The theory behind EMH is that if there exists a reliable way of making above-average returns on the market, then investors who are after the money will enter into the market and compete away that method. For example, if the stock market always dips down unjustifiably in January, smart investors will buy stocks in January when they are underpriced. But if lots of smart investors buy stocks in January then the price of the stocks in January will rise, and thus the unjustifiable dip will disappear.

This does not depend on all investors being alike. Consider investors with different levels of risk tolerance. Highly-risk averse investors will only engage in arbitrage opportunities - which are risk-free by definition. A less risk-averse investors may invest on a 90% correlation, extremely risk-loving investors may invest based on speculative theories. So what? They will all compete away whatever price opportunities available.

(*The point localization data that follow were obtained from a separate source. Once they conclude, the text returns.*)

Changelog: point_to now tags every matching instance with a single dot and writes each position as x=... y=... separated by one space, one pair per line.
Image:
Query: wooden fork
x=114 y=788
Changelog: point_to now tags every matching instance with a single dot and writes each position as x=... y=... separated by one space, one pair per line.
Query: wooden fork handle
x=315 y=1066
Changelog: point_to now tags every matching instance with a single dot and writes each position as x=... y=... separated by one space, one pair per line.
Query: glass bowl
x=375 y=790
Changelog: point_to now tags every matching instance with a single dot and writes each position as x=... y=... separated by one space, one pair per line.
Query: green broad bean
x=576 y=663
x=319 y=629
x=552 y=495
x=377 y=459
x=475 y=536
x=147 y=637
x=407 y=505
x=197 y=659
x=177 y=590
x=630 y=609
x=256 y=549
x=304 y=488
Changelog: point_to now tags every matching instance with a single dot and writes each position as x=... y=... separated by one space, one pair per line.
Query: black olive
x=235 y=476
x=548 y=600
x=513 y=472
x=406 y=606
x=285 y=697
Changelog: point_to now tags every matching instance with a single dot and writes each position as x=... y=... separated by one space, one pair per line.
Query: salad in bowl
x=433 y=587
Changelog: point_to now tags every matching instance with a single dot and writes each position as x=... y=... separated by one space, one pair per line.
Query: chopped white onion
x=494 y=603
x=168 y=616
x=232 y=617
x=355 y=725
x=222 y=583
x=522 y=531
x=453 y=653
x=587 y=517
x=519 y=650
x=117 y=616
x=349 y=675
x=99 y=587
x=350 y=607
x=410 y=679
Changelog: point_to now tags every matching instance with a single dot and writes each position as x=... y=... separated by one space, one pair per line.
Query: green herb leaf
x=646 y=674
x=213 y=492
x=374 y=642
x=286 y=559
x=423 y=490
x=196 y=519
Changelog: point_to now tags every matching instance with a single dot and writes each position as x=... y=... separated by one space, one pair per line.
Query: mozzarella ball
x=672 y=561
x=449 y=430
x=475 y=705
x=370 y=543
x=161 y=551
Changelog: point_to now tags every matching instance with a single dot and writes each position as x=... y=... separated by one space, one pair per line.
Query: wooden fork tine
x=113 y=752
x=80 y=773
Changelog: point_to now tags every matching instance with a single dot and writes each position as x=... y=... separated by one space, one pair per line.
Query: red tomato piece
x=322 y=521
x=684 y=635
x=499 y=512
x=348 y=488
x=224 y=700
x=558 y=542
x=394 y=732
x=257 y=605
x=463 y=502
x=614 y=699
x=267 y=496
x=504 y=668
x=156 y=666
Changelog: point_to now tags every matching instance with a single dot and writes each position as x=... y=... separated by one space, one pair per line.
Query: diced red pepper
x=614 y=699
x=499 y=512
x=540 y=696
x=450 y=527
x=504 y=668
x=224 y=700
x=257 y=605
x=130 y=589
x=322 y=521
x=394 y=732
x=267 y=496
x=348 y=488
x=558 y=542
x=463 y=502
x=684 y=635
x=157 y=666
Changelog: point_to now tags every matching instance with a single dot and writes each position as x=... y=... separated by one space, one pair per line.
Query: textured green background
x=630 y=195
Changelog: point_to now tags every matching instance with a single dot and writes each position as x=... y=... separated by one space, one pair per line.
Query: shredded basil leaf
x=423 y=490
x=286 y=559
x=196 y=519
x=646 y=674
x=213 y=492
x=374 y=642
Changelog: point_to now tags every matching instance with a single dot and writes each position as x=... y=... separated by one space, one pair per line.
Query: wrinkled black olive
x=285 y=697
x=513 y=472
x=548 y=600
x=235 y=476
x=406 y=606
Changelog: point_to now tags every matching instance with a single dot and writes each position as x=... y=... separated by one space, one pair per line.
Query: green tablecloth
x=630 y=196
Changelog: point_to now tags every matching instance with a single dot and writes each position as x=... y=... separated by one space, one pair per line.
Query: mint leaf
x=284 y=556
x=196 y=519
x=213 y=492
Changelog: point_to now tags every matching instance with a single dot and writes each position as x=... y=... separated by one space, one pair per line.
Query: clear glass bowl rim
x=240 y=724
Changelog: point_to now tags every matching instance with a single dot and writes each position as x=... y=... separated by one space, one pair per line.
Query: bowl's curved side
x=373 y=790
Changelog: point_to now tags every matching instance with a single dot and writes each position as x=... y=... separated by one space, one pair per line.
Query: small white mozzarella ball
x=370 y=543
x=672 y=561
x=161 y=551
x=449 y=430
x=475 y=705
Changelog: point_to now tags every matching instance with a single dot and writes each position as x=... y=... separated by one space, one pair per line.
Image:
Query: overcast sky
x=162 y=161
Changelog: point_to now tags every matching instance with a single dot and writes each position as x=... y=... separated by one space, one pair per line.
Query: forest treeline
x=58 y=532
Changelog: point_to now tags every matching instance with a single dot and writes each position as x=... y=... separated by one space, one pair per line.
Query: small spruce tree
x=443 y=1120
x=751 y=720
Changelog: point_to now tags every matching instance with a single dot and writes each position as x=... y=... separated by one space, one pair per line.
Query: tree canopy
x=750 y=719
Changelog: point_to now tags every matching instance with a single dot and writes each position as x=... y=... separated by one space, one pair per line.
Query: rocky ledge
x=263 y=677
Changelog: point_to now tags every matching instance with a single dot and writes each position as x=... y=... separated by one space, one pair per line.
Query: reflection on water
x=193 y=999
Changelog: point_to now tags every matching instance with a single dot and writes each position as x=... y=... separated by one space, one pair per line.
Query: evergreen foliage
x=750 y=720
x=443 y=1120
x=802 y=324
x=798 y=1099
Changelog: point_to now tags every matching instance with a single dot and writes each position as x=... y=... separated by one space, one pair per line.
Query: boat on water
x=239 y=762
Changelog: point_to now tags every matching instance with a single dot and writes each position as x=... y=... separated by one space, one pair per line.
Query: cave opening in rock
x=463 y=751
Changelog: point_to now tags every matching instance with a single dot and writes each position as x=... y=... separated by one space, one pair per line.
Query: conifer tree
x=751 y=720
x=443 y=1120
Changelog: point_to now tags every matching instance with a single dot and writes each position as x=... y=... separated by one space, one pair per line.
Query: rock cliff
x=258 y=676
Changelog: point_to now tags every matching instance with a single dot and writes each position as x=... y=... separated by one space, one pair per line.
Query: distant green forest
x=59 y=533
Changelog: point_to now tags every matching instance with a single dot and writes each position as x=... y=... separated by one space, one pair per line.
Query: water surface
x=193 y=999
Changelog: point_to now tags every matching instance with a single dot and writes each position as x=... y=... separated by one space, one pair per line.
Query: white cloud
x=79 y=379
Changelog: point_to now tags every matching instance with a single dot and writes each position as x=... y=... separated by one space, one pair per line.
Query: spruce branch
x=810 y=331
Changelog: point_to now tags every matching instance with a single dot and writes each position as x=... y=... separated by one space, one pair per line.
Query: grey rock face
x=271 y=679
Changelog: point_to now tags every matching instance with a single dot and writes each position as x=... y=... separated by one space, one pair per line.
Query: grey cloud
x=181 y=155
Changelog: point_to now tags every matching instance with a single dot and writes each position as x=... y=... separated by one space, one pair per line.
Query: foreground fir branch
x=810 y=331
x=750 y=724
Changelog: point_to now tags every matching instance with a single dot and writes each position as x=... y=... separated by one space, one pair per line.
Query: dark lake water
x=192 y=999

Or take investors of different ages. A 60-year old investor may have more of their assets in low-risk, low-return government bonds than a 25-year-old investor due to age. But how does that translate into opportunities to beat the market?

As for people having different information and different theories about the world - EMH does not assume that all the variation in their thoughts is unknown and impossible to predict. EMH argues that the prices will adjust to those bits that are possible to predict. For example, people buy warmer coats for colder weather. People's tolerance of the cold varies greatly, for example my husband has been spotted wandering around in snow in shorts and a t-shirt. People's level of forward planning varies greatly, some people buy warm coats when the shops first start selling them, others only realise they are heading for cold weather when they get off their Miami-to-Chicago flight, exit the airport and then turn around immediately and go back in to find a clothing store. Now say you are a clothing retailer trying to decide when to stock coats and how many. You have ample past information on coat-buying habits throughout the year. You have weather forecasts. If you really want to match coats-in-your stores to customers (either out of the goodness of your heart or to maximise profits), EMH predicts that you will do so well that the only errors in your forecasts will be the unpredictable ones. For example, you may not know the exact timing of a cold snap in early autumn. But you will manage to stock your coats to take account of the surge in buying when it starts to turn cold, and also have some on hand for later in the season for people who just flew in from Miami, or had their coat eaten by the puppy.

To summarise, EMH does *not* assume that people are identical, nor that they vary randomly. EMH assumes that people are smart enough that what is left after what can be predicted is the unpredictable stuff.

A lot of people have gone broke trying to disprove EMH.